This is an implementation of Fast Speech paper.
The script downloads the necessary resources.
./setup.sh
Model checkpoint can be downloaded with the following command:
gdown --id 1wk7amOThMnfZtoMEKELT399rANOy1ZnN -O best_checkpoint.pth
IMPORTANT: I USE PRECOMPUTED ALIGNMENTS
Here are samples of the synthesized speech:
A defibrillator is a device that gives a high energy electric shock to the heart of someone who is in cardiac arrest
Massachusetts Institute of Technology may be best known for its math, science and engineering education
Wasserstein distance or Kantorovich Rubinstein metric is a distance function defined between probability distributions on a given metric space
The logs can be found in W&B.
The final model trained for 40 epochs with this config. Training took 11 hours and 51 minutes.

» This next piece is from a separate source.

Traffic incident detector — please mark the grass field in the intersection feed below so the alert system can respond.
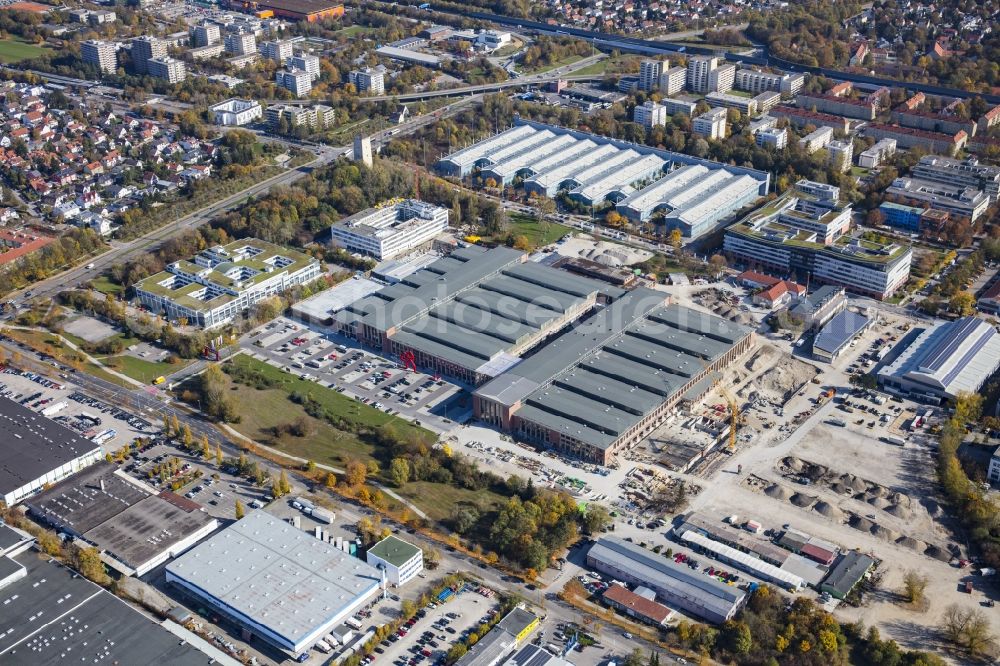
[0,39,49,65]
[510,213,573,247]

The original aligner used durations that were extracted from wav2vec. Since this aligner computed durations in waveform there were problems with rounding during duration modeling.
I trained model with this aligner for 17 hours in total. The results were not great, but the sentences are mostly legible.
Example:
The sentence is The Chronicles of Newgate, Volume two. By Arthur Griffiths. Section four: Newgate down to eighteen eighteen.
The spectrograms are oversmoothed, but you can see some faint patterns in low frequencies which is not bad (upper - original, lower - predicted).
Another set of alignments wes taken from an open-source implementation. These alignments have the exact same shape as our encoded texts and they were extracted from Tacotron. There were no rounding problems because the alignments were computed in melspectrogram.
Using precomputed alignments greatly boosted the quality. The convergence improved, too. My model was able to reach the same quality as the previous one in under 1 hour.
The examples of audio are provided in the section Results.
I was surprised to learn that torchaudio
's pipelines did not do the expansion. The dataset contains a lot of abbreviations hence the lack of expansion can really affect the loss.
Another challenge were non-ASCII symbols in the dataset. Dataset's webpage mentions non-ASCII symbols, however there is no information about which symbols they are. Turns out there is a variety of diacritics and umlauts because the dataset contains quotes from languages other than English. I replace such symbols with their respective ASCII version.
There are also some other symbols that tokenizer does not support. I simply delete such characters.
I took model hyperparameters from FastSpeech paper and I did not change them at all. I mainly experimented with learning rate and various schedulers.
Model achieved good results with OneCycleLR and with WarmupScheduler from the original Transformer paper. With WarmupScheduler model trained faster, so I picked it as a final model.
The spectrograms look significantly better than the previous example (upper - original, lower - predicted).